Institute for Molecular Bioscience, University of Queensland, St Lucia, Brisbane, 4072, QLD, Australia.
Estonian Genome Center, Institute of Genomics, University of Tartu, Riia 23b, 51010, Tartu, Estonia.
Nat Commun. 2019 Nov 8;10(1):5086. doi: 10.1038/s41467-019-12653-0.
Accurate prediction of an individual's phenotype from their DNA sequence is one of the great promises of genomics and precision medicine. We extend a powerful individual-level data Bayesian multiple regression model (BayesR) to one that utilises summary statistics from genome-wide association studies (GWAS), SBayesR. In simulation and cross-validation using 12 real traits and 1.1 million variants on 350,000 individuals from the UK Biobank, SBayesR improves prediction accuracy relative to commonly used state-of-the-art summary statistics methods at a fraction of the computational resources. Furthermore, using summary statistics for variants from the largest GWAS meta-analysis (n ≈ 700, 000) on height and BMI, we show that on average across traits and two independent data sets that SBayesR improves prediction R by 5.2% relative to LDpred and by 26.5% relative to clumping and p value thresholding.

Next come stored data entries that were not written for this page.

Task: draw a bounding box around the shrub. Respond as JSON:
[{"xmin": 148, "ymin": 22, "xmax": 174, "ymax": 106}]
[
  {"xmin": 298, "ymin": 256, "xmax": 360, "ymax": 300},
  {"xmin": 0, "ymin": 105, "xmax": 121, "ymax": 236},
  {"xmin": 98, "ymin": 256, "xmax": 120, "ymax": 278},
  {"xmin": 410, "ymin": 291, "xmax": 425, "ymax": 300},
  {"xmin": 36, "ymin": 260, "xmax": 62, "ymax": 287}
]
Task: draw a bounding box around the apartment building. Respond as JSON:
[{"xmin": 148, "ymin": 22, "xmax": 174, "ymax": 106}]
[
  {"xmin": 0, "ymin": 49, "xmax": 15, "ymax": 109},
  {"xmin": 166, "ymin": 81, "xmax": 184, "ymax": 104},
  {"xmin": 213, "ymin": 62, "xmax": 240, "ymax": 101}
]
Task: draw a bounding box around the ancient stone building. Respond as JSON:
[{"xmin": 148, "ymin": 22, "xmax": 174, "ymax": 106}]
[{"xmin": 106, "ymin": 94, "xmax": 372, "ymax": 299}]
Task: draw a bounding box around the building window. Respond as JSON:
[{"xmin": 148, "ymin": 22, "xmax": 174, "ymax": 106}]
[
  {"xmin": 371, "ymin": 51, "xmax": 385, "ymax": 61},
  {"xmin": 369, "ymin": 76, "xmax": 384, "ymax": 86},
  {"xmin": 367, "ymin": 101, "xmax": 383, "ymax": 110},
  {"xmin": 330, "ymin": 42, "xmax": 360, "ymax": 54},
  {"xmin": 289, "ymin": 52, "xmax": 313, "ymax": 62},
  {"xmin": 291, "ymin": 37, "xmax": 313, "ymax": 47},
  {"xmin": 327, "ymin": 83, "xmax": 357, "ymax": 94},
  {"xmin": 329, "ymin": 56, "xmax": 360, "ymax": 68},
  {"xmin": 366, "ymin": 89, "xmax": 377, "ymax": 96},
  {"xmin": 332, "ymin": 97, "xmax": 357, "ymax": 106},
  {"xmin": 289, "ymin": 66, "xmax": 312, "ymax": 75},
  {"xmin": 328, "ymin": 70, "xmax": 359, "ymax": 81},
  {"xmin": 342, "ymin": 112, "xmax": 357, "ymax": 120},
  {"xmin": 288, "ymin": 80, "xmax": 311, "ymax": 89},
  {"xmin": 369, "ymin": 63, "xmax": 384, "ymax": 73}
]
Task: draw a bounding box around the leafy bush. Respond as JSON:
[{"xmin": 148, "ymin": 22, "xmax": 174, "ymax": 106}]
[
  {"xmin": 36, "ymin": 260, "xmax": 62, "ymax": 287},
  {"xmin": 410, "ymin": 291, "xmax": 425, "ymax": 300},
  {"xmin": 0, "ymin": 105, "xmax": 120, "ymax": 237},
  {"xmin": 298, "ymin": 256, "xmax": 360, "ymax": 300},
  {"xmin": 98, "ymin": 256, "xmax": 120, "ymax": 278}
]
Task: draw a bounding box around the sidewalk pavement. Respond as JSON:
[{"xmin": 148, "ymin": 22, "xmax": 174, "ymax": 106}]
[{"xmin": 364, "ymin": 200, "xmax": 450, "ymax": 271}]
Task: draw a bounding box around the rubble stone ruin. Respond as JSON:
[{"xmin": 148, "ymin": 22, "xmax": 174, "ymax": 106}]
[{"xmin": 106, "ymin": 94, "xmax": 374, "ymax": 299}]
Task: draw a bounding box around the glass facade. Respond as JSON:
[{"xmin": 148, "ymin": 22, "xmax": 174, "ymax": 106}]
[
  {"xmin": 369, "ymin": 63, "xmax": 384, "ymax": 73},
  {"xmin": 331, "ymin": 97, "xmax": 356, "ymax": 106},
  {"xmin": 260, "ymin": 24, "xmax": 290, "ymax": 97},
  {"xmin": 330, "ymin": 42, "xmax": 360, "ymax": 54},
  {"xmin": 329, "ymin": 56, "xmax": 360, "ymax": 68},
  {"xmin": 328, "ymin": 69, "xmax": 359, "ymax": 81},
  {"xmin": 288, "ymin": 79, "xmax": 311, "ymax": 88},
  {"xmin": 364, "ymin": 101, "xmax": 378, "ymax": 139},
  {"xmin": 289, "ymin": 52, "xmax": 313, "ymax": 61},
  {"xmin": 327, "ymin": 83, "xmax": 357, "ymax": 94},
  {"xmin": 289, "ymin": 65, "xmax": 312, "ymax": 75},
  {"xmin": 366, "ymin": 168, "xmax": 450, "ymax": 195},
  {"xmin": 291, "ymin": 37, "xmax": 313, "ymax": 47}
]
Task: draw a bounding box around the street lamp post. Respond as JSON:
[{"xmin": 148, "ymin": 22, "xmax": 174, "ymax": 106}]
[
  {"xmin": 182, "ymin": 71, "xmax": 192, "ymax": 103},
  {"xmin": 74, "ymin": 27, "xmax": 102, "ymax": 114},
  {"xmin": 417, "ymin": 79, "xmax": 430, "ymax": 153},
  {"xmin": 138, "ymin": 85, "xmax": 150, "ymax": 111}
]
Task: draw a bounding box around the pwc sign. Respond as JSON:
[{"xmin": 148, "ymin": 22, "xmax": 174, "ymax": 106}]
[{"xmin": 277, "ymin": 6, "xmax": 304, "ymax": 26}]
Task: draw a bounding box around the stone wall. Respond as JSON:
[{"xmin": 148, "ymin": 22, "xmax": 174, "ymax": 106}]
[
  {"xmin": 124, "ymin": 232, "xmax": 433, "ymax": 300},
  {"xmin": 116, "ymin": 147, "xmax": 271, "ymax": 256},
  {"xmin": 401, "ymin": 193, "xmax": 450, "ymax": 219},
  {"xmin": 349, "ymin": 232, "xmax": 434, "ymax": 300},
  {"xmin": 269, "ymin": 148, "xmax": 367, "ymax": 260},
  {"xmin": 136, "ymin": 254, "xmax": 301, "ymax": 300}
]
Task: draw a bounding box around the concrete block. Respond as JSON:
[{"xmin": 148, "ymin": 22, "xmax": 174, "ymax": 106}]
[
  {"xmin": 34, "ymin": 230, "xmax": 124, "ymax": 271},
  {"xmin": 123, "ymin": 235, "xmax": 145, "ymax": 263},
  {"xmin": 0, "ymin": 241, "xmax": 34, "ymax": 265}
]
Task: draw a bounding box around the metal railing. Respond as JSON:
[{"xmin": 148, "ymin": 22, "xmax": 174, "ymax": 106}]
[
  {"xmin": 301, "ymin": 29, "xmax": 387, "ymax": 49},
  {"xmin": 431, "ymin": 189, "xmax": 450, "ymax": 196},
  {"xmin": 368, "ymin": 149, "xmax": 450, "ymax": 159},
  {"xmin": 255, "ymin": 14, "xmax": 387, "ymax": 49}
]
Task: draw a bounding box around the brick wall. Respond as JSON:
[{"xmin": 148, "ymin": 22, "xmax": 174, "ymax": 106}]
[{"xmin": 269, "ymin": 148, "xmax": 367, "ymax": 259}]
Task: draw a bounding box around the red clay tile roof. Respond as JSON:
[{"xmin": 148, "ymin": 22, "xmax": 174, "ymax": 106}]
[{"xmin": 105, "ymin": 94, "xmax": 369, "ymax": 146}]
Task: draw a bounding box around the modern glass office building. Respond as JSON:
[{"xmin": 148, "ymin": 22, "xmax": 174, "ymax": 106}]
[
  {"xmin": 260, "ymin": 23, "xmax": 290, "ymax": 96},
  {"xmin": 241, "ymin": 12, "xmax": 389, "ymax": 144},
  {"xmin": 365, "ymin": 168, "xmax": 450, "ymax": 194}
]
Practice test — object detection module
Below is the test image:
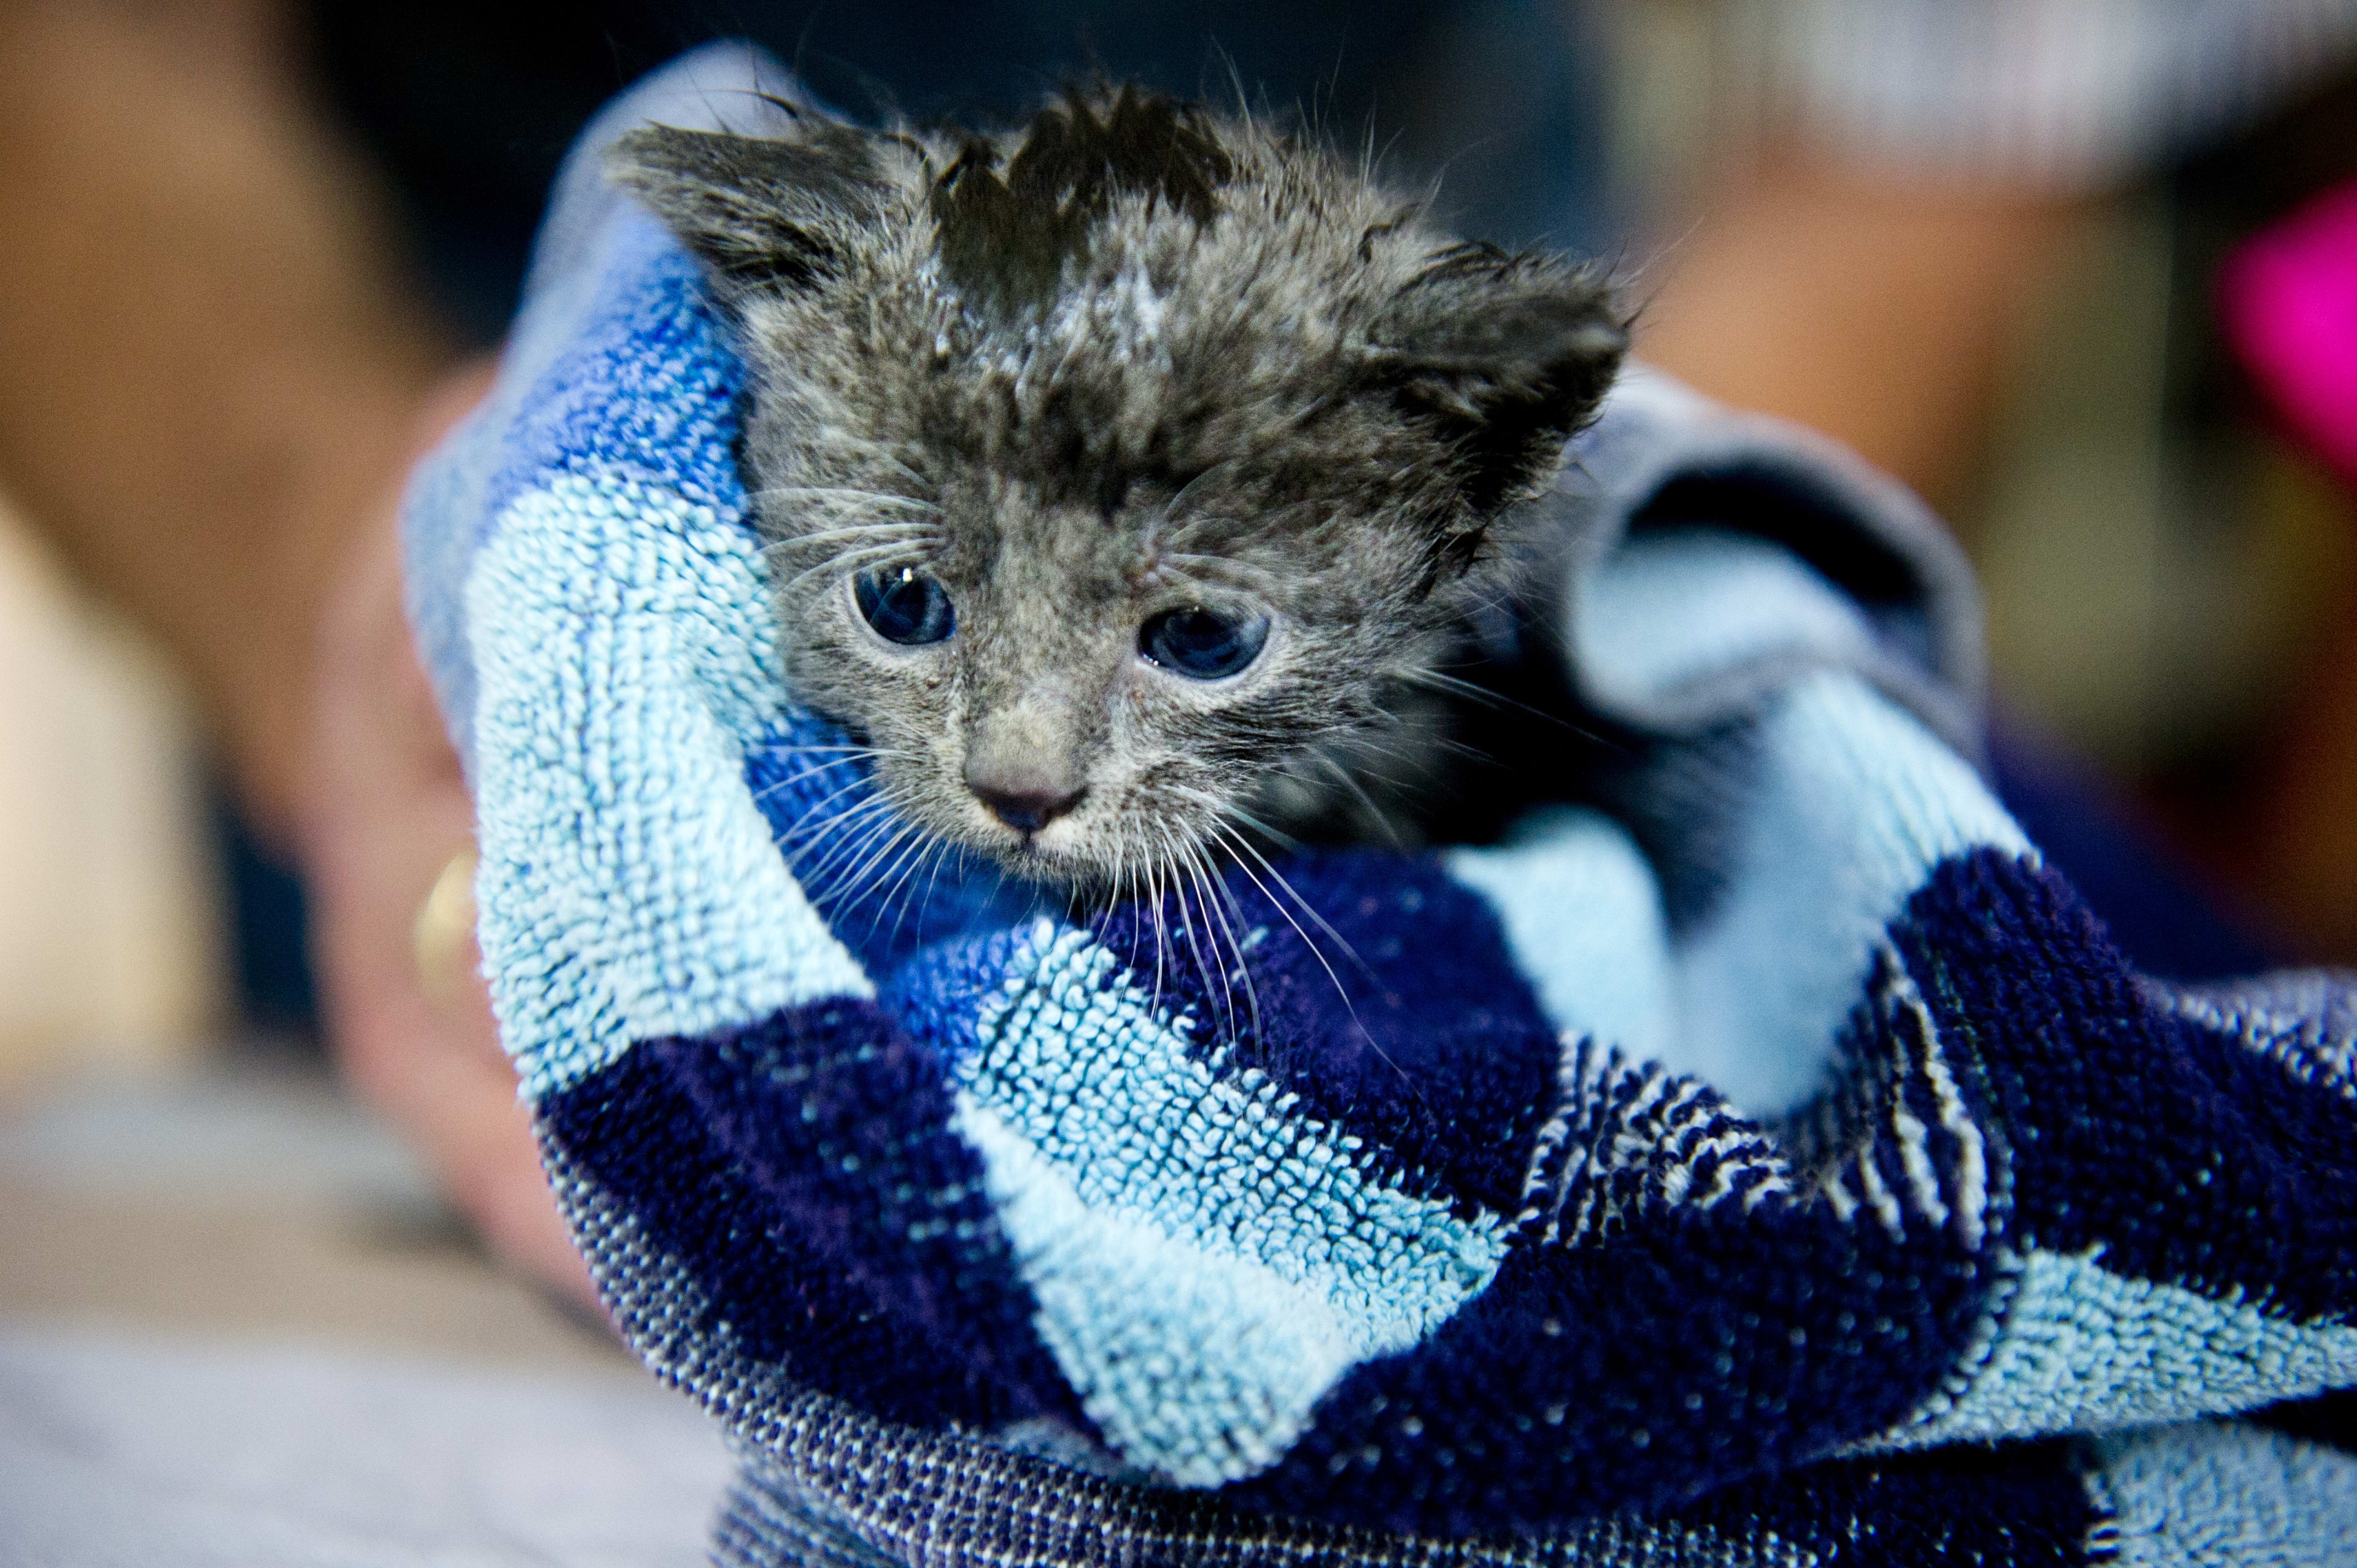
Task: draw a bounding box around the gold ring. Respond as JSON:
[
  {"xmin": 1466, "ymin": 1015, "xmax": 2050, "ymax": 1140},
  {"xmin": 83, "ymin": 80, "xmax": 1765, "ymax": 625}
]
[{"xmin": 412, "ymin": 846, "xmax": 480, "ymax": 1009}]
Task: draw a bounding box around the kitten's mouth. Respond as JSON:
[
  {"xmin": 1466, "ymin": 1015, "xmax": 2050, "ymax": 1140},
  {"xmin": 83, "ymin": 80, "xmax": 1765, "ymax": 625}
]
[
  {"xmin": 964, "ymin": 814, "xmax": 1113, "ymax": 892},
  {"xmin": 997, "ymin": 827, "xmax": 1082, "ymax": 875}
]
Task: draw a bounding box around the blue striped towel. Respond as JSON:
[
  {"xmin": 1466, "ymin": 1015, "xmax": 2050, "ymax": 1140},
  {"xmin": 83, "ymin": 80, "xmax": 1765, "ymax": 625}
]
[{"xmin": 405, "ymin": 45, "xmax": 2357, "ymax": 1567}]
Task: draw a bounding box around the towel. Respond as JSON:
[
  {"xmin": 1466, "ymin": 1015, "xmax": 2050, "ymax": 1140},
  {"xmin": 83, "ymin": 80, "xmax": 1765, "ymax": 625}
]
[{"xmin": 405, "ymin": 45, "xmax": 2357, "ymax": 1567}]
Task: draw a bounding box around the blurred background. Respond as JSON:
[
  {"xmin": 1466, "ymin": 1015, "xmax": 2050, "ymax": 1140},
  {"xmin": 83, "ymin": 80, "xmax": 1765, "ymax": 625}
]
[{"xmin": 2, "ymin": 0, "xmax": 2353, "ymax": 1088}]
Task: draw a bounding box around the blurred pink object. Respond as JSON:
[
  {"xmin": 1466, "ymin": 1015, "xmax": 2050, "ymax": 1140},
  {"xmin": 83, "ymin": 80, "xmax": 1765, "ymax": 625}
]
[{"xmin": 2220, "ymin": 177, "xmax": 2357, "ymax": 487}]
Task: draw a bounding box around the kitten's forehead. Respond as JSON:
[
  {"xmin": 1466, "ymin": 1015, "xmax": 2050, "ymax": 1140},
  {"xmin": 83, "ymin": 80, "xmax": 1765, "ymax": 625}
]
[
  {"xmin": 920, "ymin": 247, "xmax": 1418, "ymax": 530},
  {"xmin": 668, "ymin": 81, "xmax": 1621, "ymax": 597},
  {"xmin": 1035, "ymin": 258, "xmax": 1176, "ymax": 366},
  {"xmin": 903, "ymin": 88, "xmax": 1413, "ymax": 478},
  {"xmin": 927, "ymin": 83, "xmax": 1239, "ymax": 320}
]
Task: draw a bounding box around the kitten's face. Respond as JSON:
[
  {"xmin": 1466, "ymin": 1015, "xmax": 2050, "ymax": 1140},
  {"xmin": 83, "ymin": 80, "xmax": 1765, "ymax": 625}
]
[
  {"xmin": 612, "ymin": 88, "xmax": 1624, "ymax": 891},
  {"xmin": 761, "ymin": 423, "xmax": 1458, "ymax": 892}
]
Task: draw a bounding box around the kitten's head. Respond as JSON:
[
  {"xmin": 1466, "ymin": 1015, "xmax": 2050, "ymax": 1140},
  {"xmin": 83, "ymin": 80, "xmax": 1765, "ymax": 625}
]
[{"xmin": 611, "ymin": 85, "xmax": 1624, "ymax": 892}]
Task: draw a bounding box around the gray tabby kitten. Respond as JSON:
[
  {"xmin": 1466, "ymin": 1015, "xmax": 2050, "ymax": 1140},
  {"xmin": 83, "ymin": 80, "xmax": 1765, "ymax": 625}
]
[{"xmin": 610, "ymin": 85, "xmax": 1624, "ymax": 896}]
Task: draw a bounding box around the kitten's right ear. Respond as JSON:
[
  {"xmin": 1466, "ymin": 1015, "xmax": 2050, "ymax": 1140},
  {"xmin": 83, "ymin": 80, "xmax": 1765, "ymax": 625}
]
[
  {"xmin": 606, "ymin": 123, "xmax": 883, "ymax": 301},
  {"xmin": 1361, "ymin": 244, "xmax": 1627, "ymax": 517}
]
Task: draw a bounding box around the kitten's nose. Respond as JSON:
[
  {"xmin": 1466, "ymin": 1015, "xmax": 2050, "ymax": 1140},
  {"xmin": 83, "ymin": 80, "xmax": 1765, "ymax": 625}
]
[{"xmin": 966, "ymin": 766, "xmax": 1085, "ymax": 836}]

从个体的 DNA 序列准确预测其表型是基因组学和精准医学的重大承诺之一。我们将强大的个体水平数据贝叶斯多元回归模型(BayesR)扩展为一种利用全基因组关联研究(GWAS)汇总统计数据的模型(SBayesR)。在使用来自英国生物库的 35 万名个体的 12 个真实特征和 110 万个变体进行的模拟和交叉验证中,SBayesR 提高了预测准确性,而计算资源仅为常用的最先进汇总统计数据方法的一小部分。此外,使用来自最大 GWAS 荟萃分析(n≈700000)的身高和 BMI 变体的汇总统计数据,我们表明,在跨特征和两个独立数据集的情况下,SBayesR 平均将预测 R 提高了 5.2%,与 LDpred 相比提高了 26.5%,与聚类和 p 值阈值相比提高了 26.5%。